Em dia de Conselho Europeu, os analistas de mercados financeiros estão a preparar-se “uma noite longa e inconclusiva” que, acreditam, apenas irá produzir, no final, pouco mais do que um comunicado vago em que os líderes europeus vão “concordar em discordar” sobre as medidas a tomar para combater o impacto económico da pandemia – desde logo, sem esclarecer se o famigerado “Fundo de Recuperação” irá ser a fundo perdido ou assentará em dívida de cada país. A expectativa dos analistas é que, no melhor dos cenários, será anunciado um plano com “grandes números” mas que, “à boa tradição europeia”, terá menos substância do que parece – como acontece com o plano apresentado a 9 de abril pelo Eurogrupo, liderado por Mário Centeno.
Os mercados mostraram muito pouco entusiasmo em relação ao plano anunciado pelo Eurogrupo porque, repetindo-se o padrão que se viu na crise da dívida europeia (ou, até, no chamado “Plano Juncker”): mais uma vez, cumpriu-se “a histórica tradição da União Europeia de apresentar planos com grandes números… aos quais se chega com grande criatividade“, dizem os economistas do Berenberg.

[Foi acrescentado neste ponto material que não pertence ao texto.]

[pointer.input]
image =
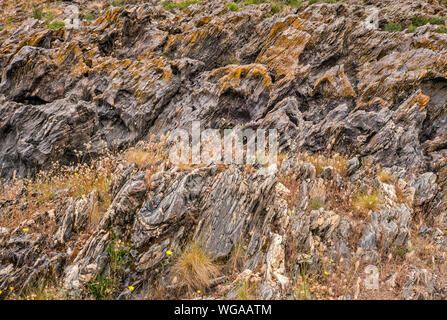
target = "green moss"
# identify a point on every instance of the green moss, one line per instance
(393, 27)
(232, 6)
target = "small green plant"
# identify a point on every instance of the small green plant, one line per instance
(89, 17)
(38, 13)
(316, 203)
(118, 3)
(232, 61)
(195, 268)
(368, 201)
(56, 25)
(169, 5)
(232, 6)
(393, 27)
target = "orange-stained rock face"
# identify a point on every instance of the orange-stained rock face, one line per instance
(357, 91)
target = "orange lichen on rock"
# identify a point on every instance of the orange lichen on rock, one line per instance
(283, 48)
(231, 75)
(339, 84)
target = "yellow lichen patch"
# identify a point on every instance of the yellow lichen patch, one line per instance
(281, 51)
(203, 21)
(110, 17)
(339, 85)
(231, 75)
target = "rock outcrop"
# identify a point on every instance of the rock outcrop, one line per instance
(332, 80)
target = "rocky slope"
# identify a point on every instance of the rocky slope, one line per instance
(356, 90)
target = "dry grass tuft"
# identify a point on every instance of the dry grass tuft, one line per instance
(385, 177)
(195, 268)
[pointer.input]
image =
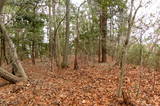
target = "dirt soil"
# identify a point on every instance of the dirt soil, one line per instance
(91, 85)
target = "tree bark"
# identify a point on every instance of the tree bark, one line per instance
(103, 24)
(66, 46)
(19, 72)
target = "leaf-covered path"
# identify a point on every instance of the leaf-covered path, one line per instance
(94, 85)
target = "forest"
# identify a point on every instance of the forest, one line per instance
(79, 53)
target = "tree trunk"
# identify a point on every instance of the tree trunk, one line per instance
(33, 52)
(103, 24)
(13, 56)
(66, 46)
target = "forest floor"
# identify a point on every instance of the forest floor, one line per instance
(91, 85)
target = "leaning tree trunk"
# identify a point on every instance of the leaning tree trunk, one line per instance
(19, 71)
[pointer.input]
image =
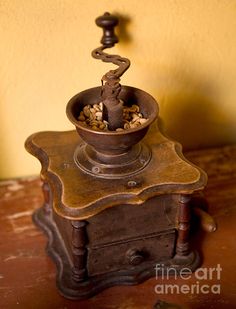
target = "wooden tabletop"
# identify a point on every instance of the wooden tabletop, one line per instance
(27, 275)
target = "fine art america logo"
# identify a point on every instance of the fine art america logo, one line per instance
(203, 281)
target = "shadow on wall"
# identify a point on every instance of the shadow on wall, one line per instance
(192, 113)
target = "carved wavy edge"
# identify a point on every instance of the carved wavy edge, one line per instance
(92, 286)
(130, 198)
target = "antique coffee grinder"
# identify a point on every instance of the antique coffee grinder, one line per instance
(117, 196)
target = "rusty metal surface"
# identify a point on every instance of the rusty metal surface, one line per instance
(113, 106)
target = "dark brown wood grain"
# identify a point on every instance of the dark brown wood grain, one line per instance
(27, 275)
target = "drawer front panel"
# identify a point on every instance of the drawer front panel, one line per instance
(130, 221)
(127, 254)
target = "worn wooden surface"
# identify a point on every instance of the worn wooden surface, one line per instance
(167, 172)
(27, 275)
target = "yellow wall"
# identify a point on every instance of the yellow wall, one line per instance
(182, 52)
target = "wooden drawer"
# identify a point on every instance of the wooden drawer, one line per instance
(128, 253)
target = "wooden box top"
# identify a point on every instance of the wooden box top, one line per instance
(78, 196)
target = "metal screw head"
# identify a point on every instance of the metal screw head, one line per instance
(132, 183)
(95, 170)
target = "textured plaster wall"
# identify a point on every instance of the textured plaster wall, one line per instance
(182, 52)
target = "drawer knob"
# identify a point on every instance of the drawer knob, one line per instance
(135, 256)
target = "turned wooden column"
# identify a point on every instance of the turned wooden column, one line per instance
(182, 247)
(79, 250)
(47, 205)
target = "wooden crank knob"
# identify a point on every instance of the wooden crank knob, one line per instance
(108, 23)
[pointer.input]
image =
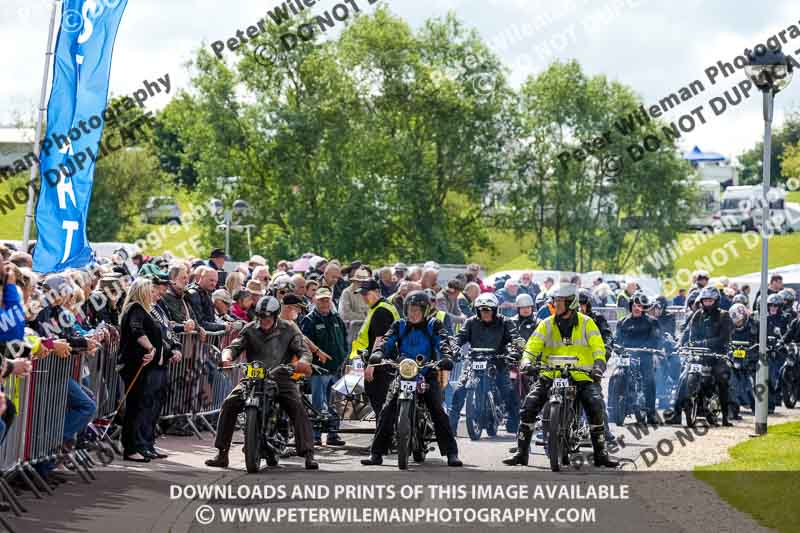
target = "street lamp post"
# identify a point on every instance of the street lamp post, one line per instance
(771, 72)
(228, 219)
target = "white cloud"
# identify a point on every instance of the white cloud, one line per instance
(654, 47)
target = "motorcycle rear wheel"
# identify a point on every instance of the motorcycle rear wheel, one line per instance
(252, 440)
(473, 421)
(404, 434)
(555, 440)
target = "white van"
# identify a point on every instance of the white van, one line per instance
(707, 205)
(741, 208)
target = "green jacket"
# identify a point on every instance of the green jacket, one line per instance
(330, 334)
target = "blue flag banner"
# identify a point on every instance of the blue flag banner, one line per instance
(78, 98)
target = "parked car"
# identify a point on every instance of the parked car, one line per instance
(161, 209)
(742, 208)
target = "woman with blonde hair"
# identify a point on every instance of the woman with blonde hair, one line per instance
(144, 354)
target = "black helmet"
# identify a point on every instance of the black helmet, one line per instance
(584, 297)
(640, 298)
(267, 306)
(418, 298)
(691, 299)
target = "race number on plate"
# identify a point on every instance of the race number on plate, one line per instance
(408, 386)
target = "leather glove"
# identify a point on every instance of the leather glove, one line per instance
(598, 369)
(445, 364)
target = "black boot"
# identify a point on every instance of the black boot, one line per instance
(311, 464)
(220, 460)
(725, 421)
(601, 457)
(523, 447)
(374, 460)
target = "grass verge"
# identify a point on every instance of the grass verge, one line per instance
(761, 477)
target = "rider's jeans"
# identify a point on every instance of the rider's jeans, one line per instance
(320, 394)
(433, 400)
(288, 398)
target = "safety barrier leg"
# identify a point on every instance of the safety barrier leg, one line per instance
(68, 458)
(37, 478)
(193, 428)
(84, 455)
(207, 424)
(13, 502)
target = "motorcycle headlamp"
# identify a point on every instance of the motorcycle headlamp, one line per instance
(408, 369)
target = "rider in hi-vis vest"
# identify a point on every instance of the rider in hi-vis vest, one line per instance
(566, 333)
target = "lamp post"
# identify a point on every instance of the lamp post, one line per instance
(228, 219)
(771, 72)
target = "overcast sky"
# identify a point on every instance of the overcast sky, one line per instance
(654, 47)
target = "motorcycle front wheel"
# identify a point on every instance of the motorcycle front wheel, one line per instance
(404, 433)
(789, 394)
(252, 440)
(474, 409)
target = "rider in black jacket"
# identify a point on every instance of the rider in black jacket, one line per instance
(745, 329)
(638, 330)
(488, 330)
(708, 327)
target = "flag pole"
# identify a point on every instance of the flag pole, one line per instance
(26, 231)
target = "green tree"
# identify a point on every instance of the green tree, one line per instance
(583, 217)
(379, 144)
(125, 177)
(751, 160)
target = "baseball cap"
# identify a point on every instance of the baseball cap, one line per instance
(223, 295)
(361, 275)
(366, 286)
(323, 292)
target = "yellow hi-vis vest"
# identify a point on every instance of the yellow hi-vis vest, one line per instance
(361, 342)
(586, 344)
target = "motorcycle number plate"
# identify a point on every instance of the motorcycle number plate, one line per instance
(253, 372)
(408, 386)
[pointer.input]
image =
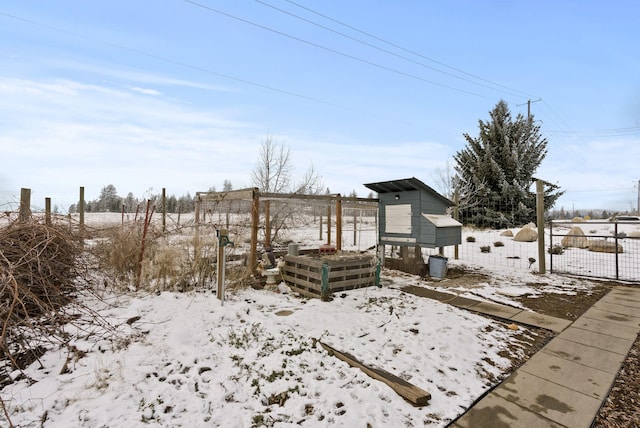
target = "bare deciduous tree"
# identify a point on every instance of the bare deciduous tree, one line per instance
(273, 174)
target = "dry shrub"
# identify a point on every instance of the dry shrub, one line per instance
(41, 273)
(118, 251)
(177, 263)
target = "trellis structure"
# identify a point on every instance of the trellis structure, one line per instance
(244, 209)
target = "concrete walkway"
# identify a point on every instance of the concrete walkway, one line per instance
(565, 384)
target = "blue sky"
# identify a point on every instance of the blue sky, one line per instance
(180, 94)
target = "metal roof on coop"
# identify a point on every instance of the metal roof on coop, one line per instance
(412, 213)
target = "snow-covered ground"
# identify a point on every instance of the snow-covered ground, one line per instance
(187, 360)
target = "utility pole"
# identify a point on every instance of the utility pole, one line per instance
(529, 106)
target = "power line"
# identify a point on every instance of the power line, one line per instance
(333, 51)
(324, 27)
(202, 69)
(523, 94)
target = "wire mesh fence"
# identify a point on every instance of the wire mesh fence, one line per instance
(599, 249)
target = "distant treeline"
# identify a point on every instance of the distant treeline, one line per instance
(109, 201)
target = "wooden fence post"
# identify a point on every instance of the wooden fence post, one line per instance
(47, 211)
(25, 205)
(255, 224)
(542, 268)
(164, 210)
(329, 224)
(267, 223)
(81, 209)
(338, 222)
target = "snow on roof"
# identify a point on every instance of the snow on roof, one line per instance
(440, 220)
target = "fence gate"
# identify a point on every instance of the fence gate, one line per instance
(599, 249)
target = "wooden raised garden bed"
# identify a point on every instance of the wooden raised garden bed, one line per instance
(321, 276)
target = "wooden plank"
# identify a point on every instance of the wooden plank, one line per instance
(357, 283)
(406, 390)
(296, 271)
(352, 272)
(292, 282)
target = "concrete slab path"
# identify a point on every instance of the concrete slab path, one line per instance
(565, 384)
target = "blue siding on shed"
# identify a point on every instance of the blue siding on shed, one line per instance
(423, 200)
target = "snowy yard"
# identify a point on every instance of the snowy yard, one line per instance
(185, 359)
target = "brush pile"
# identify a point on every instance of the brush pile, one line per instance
(38, 277)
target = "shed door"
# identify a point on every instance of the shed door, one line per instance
(398, 218)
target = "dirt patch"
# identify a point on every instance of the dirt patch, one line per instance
(566, 306)
(622, 406)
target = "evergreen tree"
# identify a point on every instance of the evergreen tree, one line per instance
(494, 172)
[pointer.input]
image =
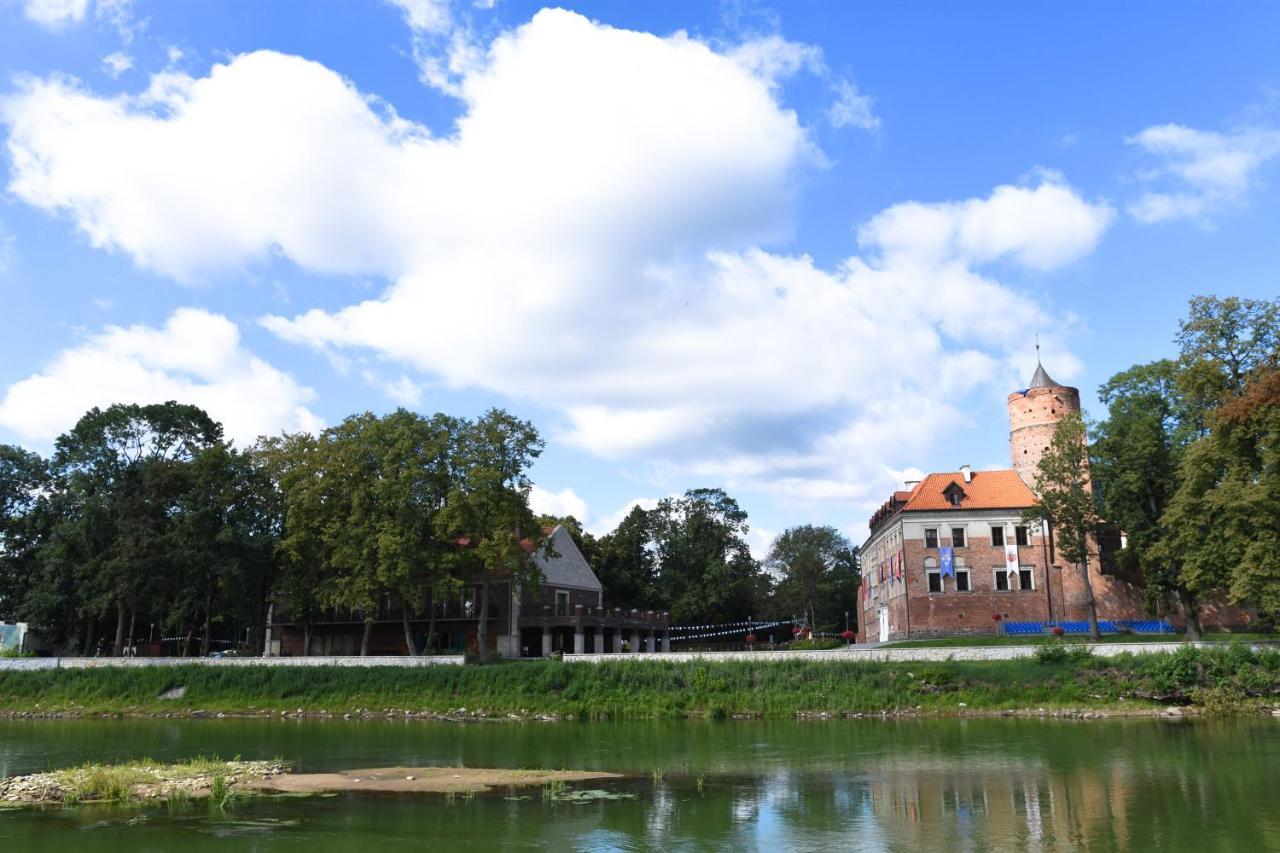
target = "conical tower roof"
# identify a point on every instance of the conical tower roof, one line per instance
(1041, 378)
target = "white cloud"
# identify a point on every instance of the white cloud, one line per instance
(851, 108)
(55, 14)
(1040, 227)
(566, 245)
(608, 524)
(401, 389)
(118, 63)
(775, 59)
(444, 46)
(62, 14)
(425, 16)
(1203, 170)
(557, 503)
(195, 357)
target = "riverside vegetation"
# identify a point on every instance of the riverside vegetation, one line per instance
(1232, 679)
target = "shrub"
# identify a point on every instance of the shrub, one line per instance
(1055, 653)
(818, 643)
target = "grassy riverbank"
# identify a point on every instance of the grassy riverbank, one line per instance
(1228, 679)
(137, 781)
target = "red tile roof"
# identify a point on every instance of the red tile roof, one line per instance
(1000, 489)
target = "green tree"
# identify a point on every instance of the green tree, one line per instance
(361, 514)
(1224, 519)
(1221, 342)
(817, 574)
(625, 560)
(705, 571)
(488, 514)
(123, 471)
(224, 538)
(1137, 454)
(23, 518)
(1066, 501)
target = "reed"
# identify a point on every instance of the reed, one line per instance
(658, 688)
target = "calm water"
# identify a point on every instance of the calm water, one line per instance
(846, 785)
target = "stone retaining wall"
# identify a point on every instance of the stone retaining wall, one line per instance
(892, 655)
(851, 653)
(94, 662)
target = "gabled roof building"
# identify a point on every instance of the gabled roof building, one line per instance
(954, 552)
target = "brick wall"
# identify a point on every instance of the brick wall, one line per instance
(1032, 419)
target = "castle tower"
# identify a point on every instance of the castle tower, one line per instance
(1033, 415)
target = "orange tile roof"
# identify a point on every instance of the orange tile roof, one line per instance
(1000, 489)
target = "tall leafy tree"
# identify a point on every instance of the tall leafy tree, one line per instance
(23, 518)
(1221, 343)
(626, 562)
(817, 574)
(1137, 457)
(1066, 501)
(123, 471)
(362, 502)
(224, 537)
(1223, 521)
(488, 511)
(705, 569)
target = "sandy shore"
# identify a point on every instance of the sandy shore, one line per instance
(438, 780)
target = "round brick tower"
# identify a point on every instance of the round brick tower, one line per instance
(1033, 415)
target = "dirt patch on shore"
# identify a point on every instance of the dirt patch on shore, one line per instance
(434, 780)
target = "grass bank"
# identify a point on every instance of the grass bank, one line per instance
(1045, 639)
(138, 781)
(1228, 679)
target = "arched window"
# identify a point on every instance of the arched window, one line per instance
(932, 575)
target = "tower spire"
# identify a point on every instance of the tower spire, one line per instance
(1041, 378)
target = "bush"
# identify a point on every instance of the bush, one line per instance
(818, 643)
(1051, 653)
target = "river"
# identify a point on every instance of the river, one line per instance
(977, 784)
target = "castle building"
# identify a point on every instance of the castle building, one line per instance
(950, 553)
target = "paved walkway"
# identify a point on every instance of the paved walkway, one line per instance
(858, 652)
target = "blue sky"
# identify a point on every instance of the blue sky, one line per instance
(798, 251)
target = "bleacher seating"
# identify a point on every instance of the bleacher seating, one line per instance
(1105, 626)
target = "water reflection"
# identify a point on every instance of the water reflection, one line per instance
(856, 785)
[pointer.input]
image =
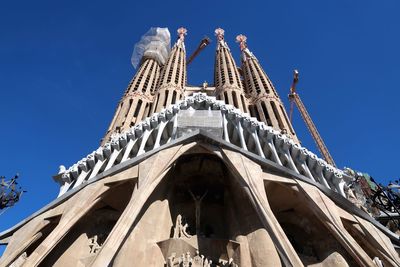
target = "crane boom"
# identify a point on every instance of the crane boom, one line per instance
(294, 97)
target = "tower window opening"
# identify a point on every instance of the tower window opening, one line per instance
(129, 107)
(266, 114)
(173, 97)
(150, 107)
(166, 98)
(226, 97)
(243, 103)
(138, 106)
(287, 120)
(235, 102)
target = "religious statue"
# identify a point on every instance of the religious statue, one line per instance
(197, 202)
(94, 245)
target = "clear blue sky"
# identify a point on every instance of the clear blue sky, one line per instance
(64, 67)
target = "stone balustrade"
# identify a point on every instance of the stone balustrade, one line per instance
(238, 129)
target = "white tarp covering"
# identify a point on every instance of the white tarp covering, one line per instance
(156, 44)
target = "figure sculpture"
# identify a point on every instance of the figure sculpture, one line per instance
(197, 202)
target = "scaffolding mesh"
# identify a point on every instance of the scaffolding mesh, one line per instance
(155, 44)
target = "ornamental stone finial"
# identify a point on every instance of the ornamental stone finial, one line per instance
(220, 34)
(242, 40)
(181, 33)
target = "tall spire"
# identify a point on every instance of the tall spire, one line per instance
(173, 75)
(226, 76)
(265, 102)
(136, 103)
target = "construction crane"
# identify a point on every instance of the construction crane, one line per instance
(294, 98)
(203, 43)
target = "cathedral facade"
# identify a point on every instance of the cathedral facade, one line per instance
(210, 175)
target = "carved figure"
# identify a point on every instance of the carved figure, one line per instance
(180, 229)
(94, 245)
(197, 204)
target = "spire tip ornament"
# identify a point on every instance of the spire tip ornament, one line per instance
(181, 33)
(242, 40)
(219, 33)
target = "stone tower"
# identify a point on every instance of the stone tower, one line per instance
(227, 80)
(265, 103)
(136, 103)
(200, 183)
(173, 77)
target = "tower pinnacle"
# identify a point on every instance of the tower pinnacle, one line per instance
(265, 103)
(242, 39)
(173, 75)
(181, 33)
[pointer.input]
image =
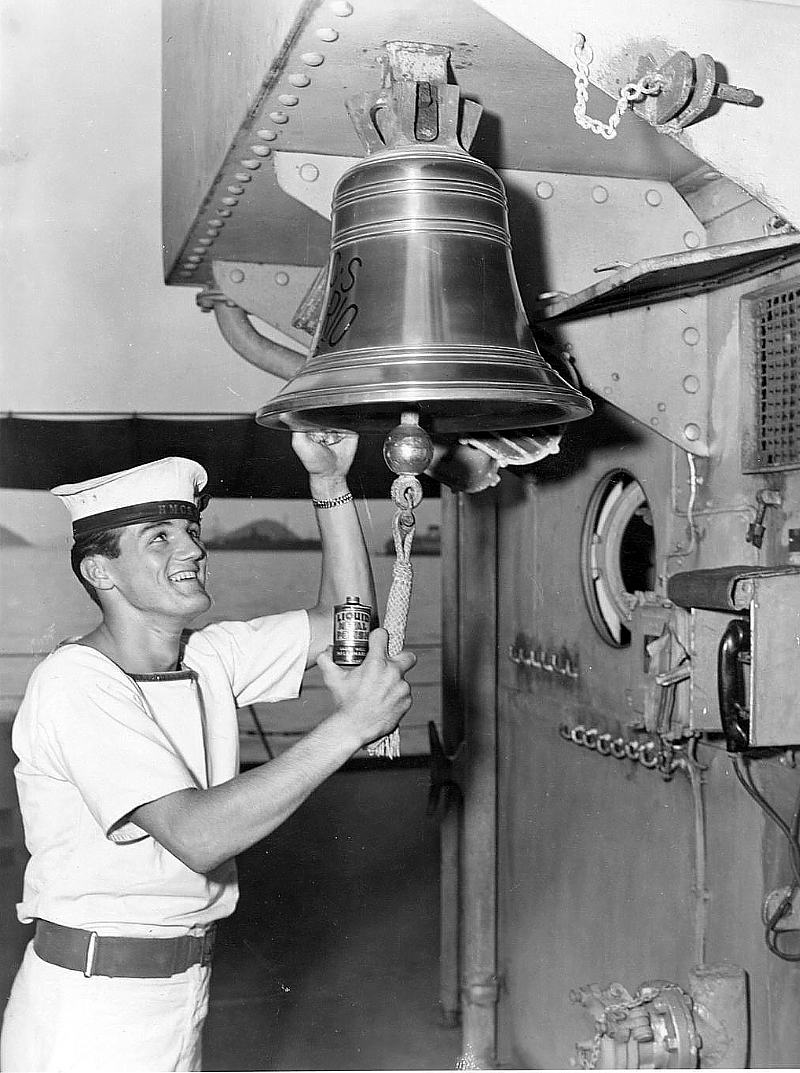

Fala-se de quê, concretamente? Por exemplo, a maior componente dos 540 mil milhões anunciados por Mário Centeno está relacionada com a possibilidade de os países recorrerem ao Mecanismo Europeu de Estabilidade (MEE) numa proporção de até 2% do respetivo PIB. Os 240 mil milhões não são mais, portanto, do que a soma aproximada de 2% do PIB de cada país (cerca de 4.000 milhões no caso de Portugal). Mas essa soma inclui 2% do PIB da Alemanha, 2% do PIB de França, 2% do PIB da Holanda, e por aí em diante.
“A questão é que, para a maior dos membros da zona euro, os custos de financiamento já são tão baixos que não têm qualquer vantagem em pedir o apoio do MEE“, referem os economistas. Ou seja, disponibilizar os fundos do MEE para todos é uma forma de ajudar alguns países a limitar os seus próprios custos de financiamento – tanto no próprio MEE como, indiretamente, nos mercados financeiros – e aproximá-los dos custos que pagam os emitentes percecionados como mais “seguros”, como o estado federal alemão. Nessa perspetiva, que vantagem teria a Alemanha de recorrer ao MEE quando já pode aceder a esses juros mais baixos sozinha?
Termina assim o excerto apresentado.